Base station receives protection algorithm integrallty and/or the cryptographic algorithm of the described UE that mobile management entity MME sends, and described protection algorithm integrallty is protection algorithm integrallty included in the security capability information of described UE, and described cryptographic algorithm is empty algorithm.

Another kind of possible situation, MME sends the first algorithms selection instruction to base station.

Base station receives the first algorithms selection instruction that mobile management entity MME sends.Wherein, described first algorithms selection instruction is in order to indicate described base station selected empty algorithm as cryptographic algorithm; and/or preset protection algorithm integrallty priority selection protection algorithm integrallty according to base station; or described first algorithms selection instruction selects protection algorithm integrallty in order to indicate described base station according to default protection algorithm integrallty priority, and/or forbids the cryptographic algorithm beyond described base station selected empty algorithm.

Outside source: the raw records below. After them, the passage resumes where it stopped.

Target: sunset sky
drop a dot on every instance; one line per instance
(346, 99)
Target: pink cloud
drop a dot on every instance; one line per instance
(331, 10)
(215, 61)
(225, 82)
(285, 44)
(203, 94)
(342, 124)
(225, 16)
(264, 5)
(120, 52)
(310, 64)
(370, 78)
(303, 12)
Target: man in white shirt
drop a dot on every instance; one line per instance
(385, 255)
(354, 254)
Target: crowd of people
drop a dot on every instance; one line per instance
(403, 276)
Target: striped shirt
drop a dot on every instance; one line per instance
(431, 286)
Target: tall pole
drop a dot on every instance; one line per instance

Another kind of possible implementation, if MME determines that the attributed region of UE is predeterminable area.Then MME determines the security capability information of UE, and sends security capability information to base station.Specifically comprise following situation:

A kind of possible situation: MME sends the security capability information of UE to base station.

Base station receives the security capability information of the described UE that mobile management entity MME sends; and judge whether described UE supports preset security algorithm according to the security capability information of described UE; if not; protection algorithm integrallty is selected according to default protection algorithm integrallty priority in described base station, and/or according to predetermined encryption algorithm priority Choice encryption algorithm.

Another kind of possible situation: when MME determines that UE does not support preset security algorithm, MME sends the second selection algorithm and selects instruction to base station.It will be understood by those skilled in the art that and determine not support preset security algorithm and MME to determine by UE by MME the attributed region of described UE is predeterminable area, there is no strict sequential relationship.

Base station receives the second algorithms selection instruction that MME sends, and described second algorithms selection instruction selects protection algorithm integrallty in order to indicate described base station according to default protection algorithm integrallty priority, and/or according to predetermined encryption algorithm priority Choice encryption algorithm.

Another possible situation, when MME determines UE support preset security algorithm, MME sends the 3rd algorithms selection instruction to base station.It will be understood by those skilled in the art that MME determines that UE supports that preset security algorithm and MME determine that the attributed region of described UE is predeterminable area, there is no strict sequential relationship.

Base station receives the 3rd algorithms selection instruction that mobile management entity MME sends, and described 3rd algorithms selection instruction is in order to indicate described base station according to preset security algorithm determination protection algorithm integrallty and/or cryptographic algorithm.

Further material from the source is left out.